PDF-Version: Gombrowicz und Gummischutz
Never before has pornography been this rampant. And those films are lit so badly! Woody Allen

„Gummischutz“ war eines der ersten Wörter, die ich zu lesen vermochte. Die väterliche Zeitung, nach der Lektüre achtlos liegen gelassen, enthielt zahlreiche Hieroglyphen, an denen sich der Jüngling üben konnte. Aber „Gummischutz“ blieb hängen und beschäftigte die kindliche Phantasie. Was sollte man sich darunter vorstellen? Die Eltern dreier kurz nacheinander geborener Kinder reagierten ausweichend, man ahnte also, daß es was mit „unten“ zu tun haben mußte. Und einen vagen Sinn ergab das Wort ja. Nicht umsonst hatte man sich jahrelang mit Reinlichkeitsübungen abgegeben.
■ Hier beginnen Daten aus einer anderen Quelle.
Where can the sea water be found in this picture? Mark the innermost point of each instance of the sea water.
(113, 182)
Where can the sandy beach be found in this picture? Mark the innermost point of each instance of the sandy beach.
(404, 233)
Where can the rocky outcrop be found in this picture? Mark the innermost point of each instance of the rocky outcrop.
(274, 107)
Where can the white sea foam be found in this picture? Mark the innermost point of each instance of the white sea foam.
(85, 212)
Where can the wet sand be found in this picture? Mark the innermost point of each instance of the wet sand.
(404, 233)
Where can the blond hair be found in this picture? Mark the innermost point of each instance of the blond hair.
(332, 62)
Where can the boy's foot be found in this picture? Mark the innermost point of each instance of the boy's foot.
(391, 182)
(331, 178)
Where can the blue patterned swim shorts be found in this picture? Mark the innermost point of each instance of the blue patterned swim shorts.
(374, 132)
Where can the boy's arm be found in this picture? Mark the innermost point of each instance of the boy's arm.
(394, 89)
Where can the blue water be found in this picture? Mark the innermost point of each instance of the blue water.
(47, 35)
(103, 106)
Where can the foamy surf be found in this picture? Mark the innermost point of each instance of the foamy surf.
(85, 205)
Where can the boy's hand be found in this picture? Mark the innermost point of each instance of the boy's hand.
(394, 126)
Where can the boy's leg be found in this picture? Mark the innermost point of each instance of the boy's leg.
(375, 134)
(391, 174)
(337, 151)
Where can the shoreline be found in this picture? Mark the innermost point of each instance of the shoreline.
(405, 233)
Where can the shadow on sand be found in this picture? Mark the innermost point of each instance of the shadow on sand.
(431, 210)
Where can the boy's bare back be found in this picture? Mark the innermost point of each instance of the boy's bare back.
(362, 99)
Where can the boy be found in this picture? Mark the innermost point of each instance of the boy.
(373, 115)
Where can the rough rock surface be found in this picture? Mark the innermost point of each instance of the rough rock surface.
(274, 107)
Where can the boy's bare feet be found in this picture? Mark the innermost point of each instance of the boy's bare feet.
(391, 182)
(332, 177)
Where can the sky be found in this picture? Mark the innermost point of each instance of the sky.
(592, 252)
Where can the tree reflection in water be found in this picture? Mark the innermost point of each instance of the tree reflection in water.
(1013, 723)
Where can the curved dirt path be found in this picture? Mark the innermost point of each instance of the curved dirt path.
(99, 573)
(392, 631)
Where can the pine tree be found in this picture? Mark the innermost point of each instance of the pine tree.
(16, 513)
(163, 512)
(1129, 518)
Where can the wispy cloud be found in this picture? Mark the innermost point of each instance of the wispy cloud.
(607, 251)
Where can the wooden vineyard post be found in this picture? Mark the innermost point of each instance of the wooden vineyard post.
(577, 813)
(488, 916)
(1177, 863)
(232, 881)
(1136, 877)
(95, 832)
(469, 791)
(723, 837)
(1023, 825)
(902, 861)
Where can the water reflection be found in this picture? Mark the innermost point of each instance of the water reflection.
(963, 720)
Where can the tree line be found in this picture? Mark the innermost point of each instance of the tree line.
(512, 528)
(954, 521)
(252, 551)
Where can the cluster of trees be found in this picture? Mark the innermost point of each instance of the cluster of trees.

Eins und eins macht zwei: ein Gummischutz konnte nur jene große rote und penetrant riechende Gummiunterlage im Bett sein, die, wie etwa im Krankenhaus gesehen, die Matratze vorm Einnässen schützen sollte. So erklärt man sich die Welt – und es funktioniert … für eine Weile, bis eine neue Realität andere Erklärungsmuster verlangt.

Dies ist ein Artikel für Leute mit Freude an und Gespür für Differenzen. In ihm werden vier verschiedene Übersetzungen von Gombrowiczs „Pornografia“ miteinander verglichen: die deutsche, die zweite englische, die dänische und die italienische.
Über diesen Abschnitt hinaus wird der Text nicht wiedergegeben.